Decision trees build a hierarchy of if-else rules. At each node we choose the feature and threshold that maximize
the reduction in impurity, often measured by the Gini index
$$G=1-\sum_k p_k^2,$$
where $p_k$ is the proportion of class $k$ in that node. Splits continue until nodes become pure or a maximum depth
is reached.

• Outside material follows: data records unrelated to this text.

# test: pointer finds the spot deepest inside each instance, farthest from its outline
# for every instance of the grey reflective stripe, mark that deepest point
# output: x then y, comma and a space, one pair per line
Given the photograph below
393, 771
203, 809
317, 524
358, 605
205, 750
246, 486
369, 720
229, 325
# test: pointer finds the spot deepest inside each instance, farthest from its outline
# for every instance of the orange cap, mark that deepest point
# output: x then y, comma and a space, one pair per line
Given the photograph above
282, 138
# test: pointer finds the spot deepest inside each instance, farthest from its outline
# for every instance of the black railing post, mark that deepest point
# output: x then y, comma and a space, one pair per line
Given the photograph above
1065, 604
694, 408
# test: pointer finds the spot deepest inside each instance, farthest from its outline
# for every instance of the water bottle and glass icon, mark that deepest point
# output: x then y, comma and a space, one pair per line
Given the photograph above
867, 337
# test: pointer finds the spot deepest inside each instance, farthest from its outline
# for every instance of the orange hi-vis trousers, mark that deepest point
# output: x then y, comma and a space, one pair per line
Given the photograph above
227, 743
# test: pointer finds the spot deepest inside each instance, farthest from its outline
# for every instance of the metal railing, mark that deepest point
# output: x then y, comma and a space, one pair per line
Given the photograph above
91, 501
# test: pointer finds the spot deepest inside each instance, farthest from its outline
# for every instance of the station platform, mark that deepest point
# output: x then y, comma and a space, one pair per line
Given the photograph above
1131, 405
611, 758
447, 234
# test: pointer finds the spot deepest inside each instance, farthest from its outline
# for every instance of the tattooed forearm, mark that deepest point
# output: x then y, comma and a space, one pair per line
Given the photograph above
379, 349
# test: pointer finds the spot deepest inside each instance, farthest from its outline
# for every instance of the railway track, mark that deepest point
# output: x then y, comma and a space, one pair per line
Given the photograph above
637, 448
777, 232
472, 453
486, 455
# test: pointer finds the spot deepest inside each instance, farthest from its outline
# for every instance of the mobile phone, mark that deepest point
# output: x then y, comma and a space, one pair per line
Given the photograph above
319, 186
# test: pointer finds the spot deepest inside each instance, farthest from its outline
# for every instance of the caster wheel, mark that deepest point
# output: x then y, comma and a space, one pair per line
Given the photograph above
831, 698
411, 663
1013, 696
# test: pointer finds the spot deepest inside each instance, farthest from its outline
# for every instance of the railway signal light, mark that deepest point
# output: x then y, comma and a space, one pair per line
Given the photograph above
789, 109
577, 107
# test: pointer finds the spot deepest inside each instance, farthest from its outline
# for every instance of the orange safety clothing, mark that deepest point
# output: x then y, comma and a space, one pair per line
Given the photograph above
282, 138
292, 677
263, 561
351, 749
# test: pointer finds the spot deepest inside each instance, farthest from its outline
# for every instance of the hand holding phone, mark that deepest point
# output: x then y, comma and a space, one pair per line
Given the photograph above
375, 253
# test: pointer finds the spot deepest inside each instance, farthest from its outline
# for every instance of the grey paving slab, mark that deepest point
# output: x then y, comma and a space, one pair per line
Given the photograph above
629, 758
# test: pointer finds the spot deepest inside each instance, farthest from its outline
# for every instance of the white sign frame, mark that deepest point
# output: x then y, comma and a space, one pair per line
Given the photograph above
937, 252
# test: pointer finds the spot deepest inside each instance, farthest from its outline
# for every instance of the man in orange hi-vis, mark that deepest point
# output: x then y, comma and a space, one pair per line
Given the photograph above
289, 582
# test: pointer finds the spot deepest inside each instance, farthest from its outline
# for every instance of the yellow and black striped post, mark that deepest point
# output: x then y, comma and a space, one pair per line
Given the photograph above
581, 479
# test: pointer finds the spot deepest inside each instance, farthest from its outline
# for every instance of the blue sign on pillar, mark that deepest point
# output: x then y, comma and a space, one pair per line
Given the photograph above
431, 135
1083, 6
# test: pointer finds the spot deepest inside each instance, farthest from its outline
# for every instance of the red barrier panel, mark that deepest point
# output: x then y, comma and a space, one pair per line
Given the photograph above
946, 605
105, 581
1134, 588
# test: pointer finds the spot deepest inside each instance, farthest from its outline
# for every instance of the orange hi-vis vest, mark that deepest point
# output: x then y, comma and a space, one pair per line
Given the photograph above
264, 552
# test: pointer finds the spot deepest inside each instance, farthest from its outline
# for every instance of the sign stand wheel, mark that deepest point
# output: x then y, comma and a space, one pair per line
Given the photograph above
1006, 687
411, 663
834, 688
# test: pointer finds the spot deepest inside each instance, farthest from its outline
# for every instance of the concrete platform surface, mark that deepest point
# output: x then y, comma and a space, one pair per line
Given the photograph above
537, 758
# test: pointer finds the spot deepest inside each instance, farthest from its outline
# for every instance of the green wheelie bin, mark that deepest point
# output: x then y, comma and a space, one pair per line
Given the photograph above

The resulting tree makes predictions by following the learned rules from root to leaf.


In [None]:
X, y = load_iris(return_X_y=True)
X_train, X_test, y_train, y_test = train_test_split(X, y, test_size=0.3, random_state=42, stratify=y)
print('Train shape:', X_train.shape)


In [None]:
tree = DecisionTreeClassifier(max_depth=3, random_state=42)
tree.fit(X_train, y_train)
preds = tree.predict(X_test)
print(classification_report(y_test, preds))


In [None]:
ConfusionMatrixDisplay.from_predictions(y_test, preds)
plt.title('Decision Tree Confusion Matrix')
plt.tight_layout()
plt.show()


This concludes the brief tour of basic machine learning examples using scikit-learn.
Each model optimizes a mathematical objective or rule to map inputs to outputs.
Feel free to modify the code cells and explore further, trying different datasets or algorithms.